Take words with you – Friday, 14th Week in ordinary time – Hosea 14:1-9

 The conclusion of Hosea chapter 14 is not very long. It’s all of nine verses that take a little more than a minute to read. It is compact and dense poetry, marked with signposts that point to all that has gone before in the book; yet it still finds a way to say something of its own in the final crescendo.

Hosea brings a rather prickly book to a flowery end. It is not that God has forgotten the iniquity, its just that the last words are those of the hope and restoration; someday there will be a new land a new people who reject their wooden images that they have made their god. So Hosea, like an elder sibling prodding an errant brother to find the right words to apologise, prods Israel on. “Take words with you and return to the lord.” Israel can no longer pull a sorry face and get away with it. In returning to the LORD, Israel must come back on God’s terms and not their own; as must we. 

Israel, having been prodded by the prophet not only finds its feet but loosens its arrogant tongue. In Hosea 10:3 they said “we do not fear the Lord.” So the first words of Israel, as should be ours and which are the words of the  Church when we gather at the Eucharist is the admittance of our sin. “Take away all guilt, accept that which is good (in us)” say the people of Israel. Israel now renounces her dependence on her neighbours for protection and her love for her ‘gods’ made by hand in wood and metal. Their contrition acknowledges their devastation for they are but ‘orphans’, orphaned by all the things they once thought brought them comfort and it is as orphans that they return to a God who was father to them (11:1)

And just like that, God’s anger melts. The words we hear are no longer the words of wrath and destruction. The first thing that God wants to do is to ‘heal’ their disloyalty or as some translations put it, ‘heal their backsliding.’ This line is so appropriate for every generation and every worshiper. It is that slippery slope of sin that makes us backslide; yet it the hand of God that we grab on to when all else fails and He is always waiting to save us.  

Interestingly God does not say I will ‘pardon’ their backsliding  or I ‘might’ pardon it or  I ‘could’ pardon it but he chooses his words carefully and  says I WILL HEAL their backsliding. Curious words indeed; why heal and not pardon? God looks at our backsliding more as a disease than a crime. Disease need healing not a whipping. 

Interestingly this love of God does not come with any conditions or a  ‘return back policy’ for he says he will love us freely (11:4). It is the very nature of God to love us freely. There is nothing we can do to earn this love. However, to obtain this healing we need to admit to our backsliding. Sin cannot be masqueraded by a bouquet of sweet smelling excuses! 

The forgiveness of God cannot be ours unless we receive it with the right heart; a heart that understands the extent of its own sickness, a heart that is throwing itself on God’s mercy, a heart that acknowledges that God alone is worthy of our worship and thus a heart that knows that every alternative to Gos is a dead end. This is what the Bible calls repentance. 

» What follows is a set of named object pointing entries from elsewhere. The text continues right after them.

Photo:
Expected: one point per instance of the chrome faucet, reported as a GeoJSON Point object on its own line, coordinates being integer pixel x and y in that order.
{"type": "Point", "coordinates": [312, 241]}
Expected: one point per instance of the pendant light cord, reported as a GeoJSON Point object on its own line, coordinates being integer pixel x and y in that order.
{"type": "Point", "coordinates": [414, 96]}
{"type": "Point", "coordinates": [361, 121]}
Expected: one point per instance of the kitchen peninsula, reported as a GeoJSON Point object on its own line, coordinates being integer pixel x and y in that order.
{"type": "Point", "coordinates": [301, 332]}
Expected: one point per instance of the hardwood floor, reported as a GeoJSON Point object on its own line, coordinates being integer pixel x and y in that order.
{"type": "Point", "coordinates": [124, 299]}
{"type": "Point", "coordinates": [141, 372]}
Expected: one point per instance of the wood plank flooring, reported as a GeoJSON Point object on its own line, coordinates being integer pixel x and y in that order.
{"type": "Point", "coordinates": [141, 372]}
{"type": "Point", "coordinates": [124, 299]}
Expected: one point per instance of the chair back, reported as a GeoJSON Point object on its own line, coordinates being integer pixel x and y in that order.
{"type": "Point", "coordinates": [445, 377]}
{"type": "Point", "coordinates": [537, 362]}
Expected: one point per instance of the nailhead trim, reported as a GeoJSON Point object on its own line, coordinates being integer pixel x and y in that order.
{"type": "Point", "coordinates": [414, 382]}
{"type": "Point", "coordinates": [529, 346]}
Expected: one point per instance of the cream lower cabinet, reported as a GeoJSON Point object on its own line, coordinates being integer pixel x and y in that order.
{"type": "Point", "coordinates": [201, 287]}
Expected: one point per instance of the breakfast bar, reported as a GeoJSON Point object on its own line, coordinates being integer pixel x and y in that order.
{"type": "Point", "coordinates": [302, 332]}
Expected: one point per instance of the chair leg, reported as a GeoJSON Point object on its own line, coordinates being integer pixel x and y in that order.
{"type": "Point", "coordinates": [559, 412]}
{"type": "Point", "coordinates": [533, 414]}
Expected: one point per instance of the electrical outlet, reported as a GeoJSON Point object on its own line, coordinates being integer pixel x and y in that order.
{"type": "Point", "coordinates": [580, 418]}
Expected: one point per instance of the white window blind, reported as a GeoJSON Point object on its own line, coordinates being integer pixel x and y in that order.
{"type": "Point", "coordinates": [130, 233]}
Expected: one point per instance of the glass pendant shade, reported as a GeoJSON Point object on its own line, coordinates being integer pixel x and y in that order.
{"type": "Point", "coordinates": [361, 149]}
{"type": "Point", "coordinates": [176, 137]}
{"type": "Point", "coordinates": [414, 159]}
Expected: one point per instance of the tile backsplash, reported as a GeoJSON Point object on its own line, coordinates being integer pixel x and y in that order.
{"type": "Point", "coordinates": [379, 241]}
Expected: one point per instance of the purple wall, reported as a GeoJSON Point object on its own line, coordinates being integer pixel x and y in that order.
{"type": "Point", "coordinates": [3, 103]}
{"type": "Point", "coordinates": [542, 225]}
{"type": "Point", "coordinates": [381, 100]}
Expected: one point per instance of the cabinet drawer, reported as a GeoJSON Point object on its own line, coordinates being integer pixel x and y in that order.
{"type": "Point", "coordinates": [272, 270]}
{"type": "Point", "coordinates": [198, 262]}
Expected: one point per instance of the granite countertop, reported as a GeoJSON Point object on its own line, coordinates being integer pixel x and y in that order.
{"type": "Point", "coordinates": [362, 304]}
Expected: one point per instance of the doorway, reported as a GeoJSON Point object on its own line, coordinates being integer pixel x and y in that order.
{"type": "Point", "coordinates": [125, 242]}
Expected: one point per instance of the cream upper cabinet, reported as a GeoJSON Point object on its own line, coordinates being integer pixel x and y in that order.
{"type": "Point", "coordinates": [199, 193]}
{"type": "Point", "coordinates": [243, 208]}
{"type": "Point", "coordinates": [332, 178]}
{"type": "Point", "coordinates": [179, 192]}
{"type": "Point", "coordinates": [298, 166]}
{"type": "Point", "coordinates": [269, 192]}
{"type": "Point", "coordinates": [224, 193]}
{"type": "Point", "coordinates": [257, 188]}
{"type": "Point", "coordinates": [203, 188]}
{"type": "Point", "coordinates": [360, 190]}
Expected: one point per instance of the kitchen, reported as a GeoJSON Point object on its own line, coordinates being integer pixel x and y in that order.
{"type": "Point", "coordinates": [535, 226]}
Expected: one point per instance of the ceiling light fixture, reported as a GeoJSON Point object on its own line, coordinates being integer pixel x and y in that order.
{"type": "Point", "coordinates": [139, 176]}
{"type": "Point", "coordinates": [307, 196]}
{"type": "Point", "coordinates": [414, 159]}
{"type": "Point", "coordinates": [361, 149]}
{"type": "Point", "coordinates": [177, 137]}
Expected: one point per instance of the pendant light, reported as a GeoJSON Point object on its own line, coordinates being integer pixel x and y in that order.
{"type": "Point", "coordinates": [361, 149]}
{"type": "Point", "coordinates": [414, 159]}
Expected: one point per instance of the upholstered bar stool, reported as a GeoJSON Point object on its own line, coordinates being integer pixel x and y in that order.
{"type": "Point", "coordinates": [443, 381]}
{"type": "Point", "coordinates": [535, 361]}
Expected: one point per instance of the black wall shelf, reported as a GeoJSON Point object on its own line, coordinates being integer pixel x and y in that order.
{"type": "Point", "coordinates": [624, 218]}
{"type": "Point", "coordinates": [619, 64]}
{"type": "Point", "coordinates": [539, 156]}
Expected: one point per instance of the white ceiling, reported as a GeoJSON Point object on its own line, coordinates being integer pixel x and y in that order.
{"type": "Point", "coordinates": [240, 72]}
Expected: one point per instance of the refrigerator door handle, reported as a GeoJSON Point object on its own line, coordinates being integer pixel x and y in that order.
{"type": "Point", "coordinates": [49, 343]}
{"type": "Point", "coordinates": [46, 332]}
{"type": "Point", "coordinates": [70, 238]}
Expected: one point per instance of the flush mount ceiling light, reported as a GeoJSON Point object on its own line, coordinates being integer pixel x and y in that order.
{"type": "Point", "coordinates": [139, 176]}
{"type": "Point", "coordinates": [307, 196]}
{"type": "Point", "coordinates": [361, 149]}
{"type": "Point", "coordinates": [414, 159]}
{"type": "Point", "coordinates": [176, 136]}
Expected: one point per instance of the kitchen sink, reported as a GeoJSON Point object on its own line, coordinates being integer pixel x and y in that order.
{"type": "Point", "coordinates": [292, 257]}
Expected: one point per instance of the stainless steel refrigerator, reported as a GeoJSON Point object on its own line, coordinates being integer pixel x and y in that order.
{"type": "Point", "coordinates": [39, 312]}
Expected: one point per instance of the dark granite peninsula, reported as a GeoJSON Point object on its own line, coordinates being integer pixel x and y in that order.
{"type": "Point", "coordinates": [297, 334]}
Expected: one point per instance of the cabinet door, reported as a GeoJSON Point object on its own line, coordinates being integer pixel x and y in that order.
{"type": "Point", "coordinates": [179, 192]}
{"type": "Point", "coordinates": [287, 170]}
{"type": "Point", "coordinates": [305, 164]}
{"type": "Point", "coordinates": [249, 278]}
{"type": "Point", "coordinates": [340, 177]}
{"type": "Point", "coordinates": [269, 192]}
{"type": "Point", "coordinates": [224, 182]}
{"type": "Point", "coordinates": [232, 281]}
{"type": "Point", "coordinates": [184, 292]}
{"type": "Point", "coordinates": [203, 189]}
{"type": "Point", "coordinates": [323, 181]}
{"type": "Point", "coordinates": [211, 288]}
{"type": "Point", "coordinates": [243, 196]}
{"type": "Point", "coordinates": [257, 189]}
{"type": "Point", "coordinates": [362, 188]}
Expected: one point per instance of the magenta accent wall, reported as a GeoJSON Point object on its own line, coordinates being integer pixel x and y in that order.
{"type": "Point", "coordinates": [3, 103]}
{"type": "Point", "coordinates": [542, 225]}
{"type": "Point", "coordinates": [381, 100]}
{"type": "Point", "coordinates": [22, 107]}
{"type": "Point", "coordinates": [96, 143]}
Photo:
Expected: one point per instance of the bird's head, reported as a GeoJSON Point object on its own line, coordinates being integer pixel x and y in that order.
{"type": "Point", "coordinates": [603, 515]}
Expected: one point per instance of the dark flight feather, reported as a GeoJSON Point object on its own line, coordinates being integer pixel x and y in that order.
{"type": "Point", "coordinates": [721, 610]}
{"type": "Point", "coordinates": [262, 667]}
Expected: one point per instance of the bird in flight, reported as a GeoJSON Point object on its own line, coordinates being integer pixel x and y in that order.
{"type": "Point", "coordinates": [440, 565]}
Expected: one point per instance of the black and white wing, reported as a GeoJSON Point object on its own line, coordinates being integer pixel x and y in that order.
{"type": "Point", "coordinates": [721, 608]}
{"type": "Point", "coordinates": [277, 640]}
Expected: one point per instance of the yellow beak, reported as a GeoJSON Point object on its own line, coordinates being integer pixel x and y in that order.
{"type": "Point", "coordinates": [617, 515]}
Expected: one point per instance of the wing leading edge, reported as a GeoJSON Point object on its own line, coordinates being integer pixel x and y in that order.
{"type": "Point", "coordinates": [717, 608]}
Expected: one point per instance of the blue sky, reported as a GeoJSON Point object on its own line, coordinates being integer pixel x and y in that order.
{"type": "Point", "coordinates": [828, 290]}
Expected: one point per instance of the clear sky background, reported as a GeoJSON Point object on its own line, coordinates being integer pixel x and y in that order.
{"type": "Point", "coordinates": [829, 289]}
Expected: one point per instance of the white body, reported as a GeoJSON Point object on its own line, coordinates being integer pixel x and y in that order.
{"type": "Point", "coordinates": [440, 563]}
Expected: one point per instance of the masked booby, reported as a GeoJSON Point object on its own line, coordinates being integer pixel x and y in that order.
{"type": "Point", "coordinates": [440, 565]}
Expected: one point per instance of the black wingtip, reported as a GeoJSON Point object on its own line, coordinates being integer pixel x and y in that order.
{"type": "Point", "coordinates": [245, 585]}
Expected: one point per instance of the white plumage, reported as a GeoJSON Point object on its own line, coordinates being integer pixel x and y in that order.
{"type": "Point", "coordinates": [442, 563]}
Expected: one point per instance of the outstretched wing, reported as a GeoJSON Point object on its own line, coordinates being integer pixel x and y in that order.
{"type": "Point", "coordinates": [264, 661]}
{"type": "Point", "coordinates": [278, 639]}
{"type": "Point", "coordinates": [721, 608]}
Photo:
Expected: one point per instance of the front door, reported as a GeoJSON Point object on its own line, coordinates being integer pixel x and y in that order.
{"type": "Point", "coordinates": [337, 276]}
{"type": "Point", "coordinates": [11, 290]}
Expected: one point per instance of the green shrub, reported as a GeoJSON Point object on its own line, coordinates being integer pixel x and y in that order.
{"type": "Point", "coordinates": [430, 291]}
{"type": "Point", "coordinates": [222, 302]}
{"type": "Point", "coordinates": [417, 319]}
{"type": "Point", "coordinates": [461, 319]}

So ask your self this question, are you backsliding? The signs may not be so obvious to others. When you see a tree broken over in a storm, it’s easy to think that it was the wind. If you look closer, you will often see that insects had been at work a long time on the tree, making it weaker and weaker. It really wasn’t the wind that did it because other trees around it withstood the wind. It was the slow decline of strength, as insects nibbled away month after month.